There is nothing in the dealer agreement about where repairs have to be sent. The only stipulation is by the manufacturers who obviously want their phones repaired at a place of their choice EG MFR. The bigest problem for someone doing non warranty repairs is parts and access to them. MFR will not sell any part that requires the phone to be opened in any way. EG they will not sell a Nokia 6385 front housing, because you have to remove 4 scrws to replace it. Total rubbish! You could of course import some parts yourself but to make it worth while you would need to bring in a certain quantity...and then the phone would be obsolete before you had used all your parts!
If its an Alcatel 565 bought in NZ, it is under warranty. If you have had it repaired (or in this case, 'attempted' repair) more than twice, take it into the store you bought it from and ask them to replace it. Unless you caused the damage, they are required to replace it.
Dealers are not required to replace phones under any circumstances, they can send them to MFR who are able to replace them should they need to or get them replaced by CDW if it's an ELF or OBF.
It is up to the manufacturer or repair agent to replace them not the dealer.
A dealer may chose to replace a handset but is not required to.
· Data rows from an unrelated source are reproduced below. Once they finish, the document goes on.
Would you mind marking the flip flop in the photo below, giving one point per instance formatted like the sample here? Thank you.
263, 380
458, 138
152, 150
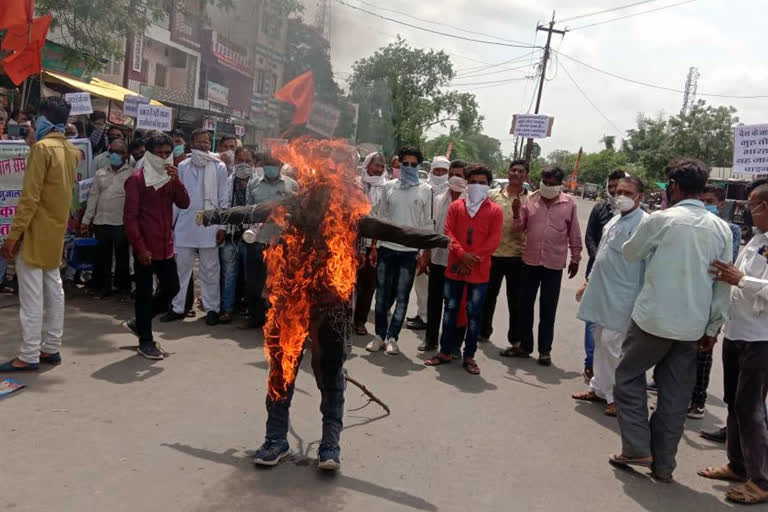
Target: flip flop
621, 460
747, 494
587, 396
723, 472
437, 361
9, 368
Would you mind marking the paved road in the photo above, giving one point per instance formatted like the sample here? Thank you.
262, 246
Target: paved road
108, 430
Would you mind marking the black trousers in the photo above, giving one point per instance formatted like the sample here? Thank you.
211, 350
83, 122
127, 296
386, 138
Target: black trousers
435, 304
511, 269
366, 288
535, 277
745, 367
148, 305
112, 242
255, 279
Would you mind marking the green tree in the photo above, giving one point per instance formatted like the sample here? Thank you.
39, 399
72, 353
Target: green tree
705, 132
401, 94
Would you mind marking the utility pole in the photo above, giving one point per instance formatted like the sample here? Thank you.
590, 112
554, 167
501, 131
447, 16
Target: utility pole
549, 30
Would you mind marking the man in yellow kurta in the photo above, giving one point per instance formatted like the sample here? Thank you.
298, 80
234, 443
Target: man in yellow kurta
36, 238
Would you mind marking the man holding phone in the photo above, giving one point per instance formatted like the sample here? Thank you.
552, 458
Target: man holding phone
150, 194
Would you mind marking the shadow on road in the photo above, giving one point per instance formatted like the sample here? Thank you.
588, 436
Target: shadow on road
129, 370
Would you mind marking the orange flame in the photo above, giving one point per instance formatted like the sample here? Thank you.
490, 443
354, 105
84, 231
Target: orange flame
315, 261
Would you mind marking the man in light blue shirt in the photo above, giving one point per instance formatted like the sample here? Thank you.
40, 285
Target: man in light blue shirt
679, 309
205, 177
611, 292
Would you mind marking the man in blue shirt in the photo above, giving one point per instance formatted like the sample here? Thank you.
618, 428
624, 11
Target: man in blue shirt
611, 292
679, 309
714, 200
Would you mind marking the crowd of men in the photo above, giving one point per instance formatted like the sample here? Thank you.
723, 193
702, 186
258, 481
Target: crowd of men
660, 287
A hard line approach, but when you concider that dealers are trying to make living out of low Telecom margins, it's an exceptable approach.
when selling prepaid phones for non-business use, they are simply a cash sale item, and still covered by the Consumer Guarantees act, so a customer could force the issue I suppose.
Most other phones (especially anything charged to a telecom account) is really being sold on behalf of telecom, so if a customer pays telecom for an item, and telecom reimburses a dealer, then it would be telecoms responsibility to meet the provisions of the CGA. (of course the CGA doesnt apply to business customers).
It just so happens that Telecom payments to dealers cover servicing etc.
All True however the CGA says that the retailler must be given the oppertunity to "repair or replace" the faulty product "within a reasonable time frame". So the dealer is not obliged to replace anything, especially for a first reapir. However that reasonable time frame could be an interesting point with MFR current turn around times.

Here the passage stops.